The author is a member of the English Faculty, Merton College, Oxford.

–J V Long, “Edmund Wilson Had No Idea: Brideshead Revisited as Catholic Tract”, Renascence: Essays on Values in Literature, v. 70, issue 1, pp. 43-58, Winter 2018

Abstract. Evidence in the text of Brideshead Revisited shows that it is inadequate simply to link Evelyn Waugh’s conversion to Roman Catholicism with his ostensibly reactionary sensibility. Rather than merely providing an exercise in apologetics, Waugh’s novel displays religious experience that is grounded in the author’s conversion and practice of his faith. The novel mines a deep understanding of both the complex experience of English Catholicism and the riches of the liturgical drama and texts that were experienced during the Holy Week Tenebrae services with which he was familiar.

The author is Associate Professor at Portland State University and Chairman of the Evelyn Waugh Society.

–Martin B Lockherd, “Decadent Arcadias, Wild(e) Conversions and Queer Celibacies in Brideshead Revisited“, MFS Modern Fiction Studies, v. 64, issue 2, pp. 249-63, Summer 2018:

Abstract. Evelyn Waugh’s Brideshead Revisited is among the most important and influential Catholic novels in the English language. It is also one of the queerest novels of its time. This essay explores the diverse ways in which Waugh’s novel traverses the apparent divisions that separate Catholic and queer sexuality. Drawing on archival research and recent theoretical and theological insights regarding celibacy, it argues that Brideshead participates in the aesthetic of fin de siècle British Decadence as a means of driving its central characters toward a form of sexuality that is at once potentially orthodox and queer.

The author is Asst Prof of English at Schreiner Univerisity.

–D Marcel DeCoste, “Contested Confessions: The Sins of the Press and Evelyn Waugh’s False Penance in The Ordeal of Gilbert Pinfold“, Logos: A Journal of Catholic Thought and Culture, v 21, issue 3, pp 62-84, Summer 2018:

Excerpt. I contend […] that Waugh’s novel neither depicts Pinfold’s confession nor enacts Waugh’s own.

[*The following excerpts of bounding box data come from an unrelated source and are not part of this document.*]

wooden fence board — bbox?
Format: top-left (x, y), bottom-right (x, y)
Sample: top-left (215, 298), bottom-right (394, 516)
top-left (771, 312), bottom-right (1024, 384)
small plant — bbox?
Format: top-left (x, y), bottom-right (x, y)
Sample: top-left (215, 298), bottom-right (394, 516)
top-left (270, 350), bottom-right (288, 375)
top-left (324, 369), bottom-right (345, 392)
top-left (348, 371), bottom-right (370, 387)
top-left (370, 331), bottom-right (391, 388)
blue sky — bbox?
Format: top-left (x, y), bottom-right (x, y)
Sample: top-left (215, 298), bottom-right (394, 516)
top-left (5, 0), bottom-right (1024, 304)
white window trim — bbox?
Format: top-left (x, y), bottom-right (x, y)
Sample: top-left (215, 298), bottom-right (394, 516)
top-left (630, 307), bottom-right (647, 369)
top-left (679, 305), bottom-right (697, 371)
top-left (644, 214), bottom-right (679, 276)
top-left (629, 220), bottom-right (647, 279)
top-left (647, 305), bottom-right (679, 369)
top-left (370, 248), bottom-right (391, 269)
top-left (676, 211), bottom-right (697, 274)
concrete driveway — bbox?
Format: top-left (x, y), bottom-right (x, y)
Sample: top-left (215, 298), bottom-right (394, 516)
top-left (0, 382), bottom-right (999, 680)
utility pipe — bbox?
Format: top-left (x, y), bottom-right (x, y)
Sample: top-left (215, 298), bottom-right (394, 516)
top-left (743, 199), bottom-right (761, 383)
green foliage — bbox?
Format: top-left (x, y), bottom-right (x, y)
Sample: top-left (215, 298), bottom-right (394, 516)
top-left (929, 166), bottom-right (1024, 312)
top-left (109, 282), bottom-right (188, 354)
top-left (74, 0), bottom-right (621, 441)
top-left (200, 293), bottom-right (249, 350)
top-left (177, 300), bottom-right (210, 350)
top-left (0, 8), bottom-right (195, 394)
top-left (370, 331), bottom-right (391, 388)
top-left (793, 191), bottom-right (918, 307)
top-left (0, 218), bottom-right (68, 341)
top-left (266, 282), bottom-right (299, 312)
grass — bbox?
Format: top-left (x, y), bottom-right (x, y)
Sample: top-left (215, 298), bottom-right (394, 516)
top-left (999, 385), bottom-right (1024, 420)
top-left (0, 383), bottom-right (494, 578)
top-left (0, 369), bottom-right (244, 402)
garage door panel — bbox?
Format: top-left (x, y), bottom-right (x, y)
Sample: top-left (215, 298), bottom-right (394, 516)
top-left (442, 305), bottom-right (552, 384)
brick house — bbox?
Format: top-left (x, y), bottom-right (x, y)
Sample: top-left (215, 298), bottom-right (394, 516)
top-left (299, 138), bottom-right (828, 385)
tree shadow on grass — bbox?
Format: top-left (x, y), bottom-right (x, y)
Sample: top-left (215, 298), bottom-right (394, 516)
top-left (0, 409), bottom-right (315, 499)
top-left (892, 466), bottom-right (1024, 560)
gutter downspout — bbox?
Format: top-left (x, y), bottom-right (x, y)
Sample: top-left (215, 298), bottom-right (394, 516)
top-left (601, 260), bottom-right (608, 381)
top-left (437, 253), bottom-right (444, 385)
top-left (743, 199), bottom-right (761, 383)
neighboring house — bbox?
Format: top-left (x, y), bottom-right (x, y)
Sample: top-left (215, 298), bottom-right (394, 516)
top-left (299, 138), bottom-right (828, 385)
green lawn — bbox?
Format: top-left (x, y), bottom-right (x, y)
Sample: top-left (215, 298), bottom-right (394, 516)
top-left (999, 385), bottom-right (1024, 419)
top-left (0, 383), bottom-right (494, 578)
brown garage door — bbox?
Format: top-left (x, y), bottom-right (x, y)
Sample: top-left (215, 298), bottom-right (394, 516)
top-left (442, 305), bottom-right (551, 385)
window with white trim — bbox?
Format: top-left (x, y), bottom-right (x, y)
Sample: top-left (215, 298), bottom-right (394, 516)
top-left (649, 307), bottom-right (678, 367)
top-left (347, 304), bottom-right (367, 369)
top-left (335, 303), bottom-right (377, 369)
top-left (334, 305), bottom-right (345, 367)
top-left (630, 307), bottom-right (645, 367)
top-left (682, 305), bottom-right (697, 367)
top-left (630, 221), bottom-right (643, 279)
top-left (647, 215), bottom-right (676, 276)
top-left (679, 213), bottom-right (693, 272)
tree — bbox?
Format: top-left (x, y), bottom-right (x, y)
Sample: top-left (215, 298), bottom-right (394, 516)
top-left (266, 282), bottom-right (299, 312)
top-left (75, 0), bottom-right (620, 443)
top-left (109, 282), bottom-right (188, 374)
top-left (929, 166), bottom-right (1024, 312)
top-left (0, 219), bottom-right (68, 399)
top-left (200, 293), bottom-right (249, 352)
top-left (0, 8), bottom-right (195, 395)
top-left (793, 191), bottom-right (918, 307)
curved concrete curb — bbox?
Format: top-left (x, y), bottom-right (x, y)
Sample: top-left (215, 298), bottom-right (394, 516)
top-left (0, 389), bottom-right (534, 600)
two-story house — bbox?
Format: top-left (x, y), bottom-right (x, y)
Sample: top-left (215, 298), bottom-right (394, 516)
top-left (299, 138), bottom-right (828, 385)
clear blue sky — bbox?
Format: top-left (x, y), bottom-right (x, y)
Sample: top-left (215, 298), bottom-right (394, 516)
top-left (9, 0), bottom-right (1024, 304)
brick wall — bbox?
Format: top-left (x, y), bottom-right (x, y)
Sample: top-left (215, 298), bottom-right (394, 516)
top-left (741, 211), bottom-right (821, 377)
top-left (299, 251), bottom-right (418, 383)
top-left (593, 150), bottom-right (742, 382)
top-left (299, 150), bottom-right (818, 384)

Rather, it is, as its title proclaims, the story of an ordeal, an agonizing and agonistic “test of guilt or innocence,” from which Waugh’s stand-in emerges, we are told, “victor” (OGP, 231). What the book exposes, then, is not the penitent-author’s grievous faults, but an author’s contest with his critics, and what it seeks, by its victory, to establish, is the falseness of those critics’ stock formulation and reprobation of Waugh’s sins. [Footnote omitted.]

The author is Professor of English at the University of Regina and a member of the Evelyn Waugh Society.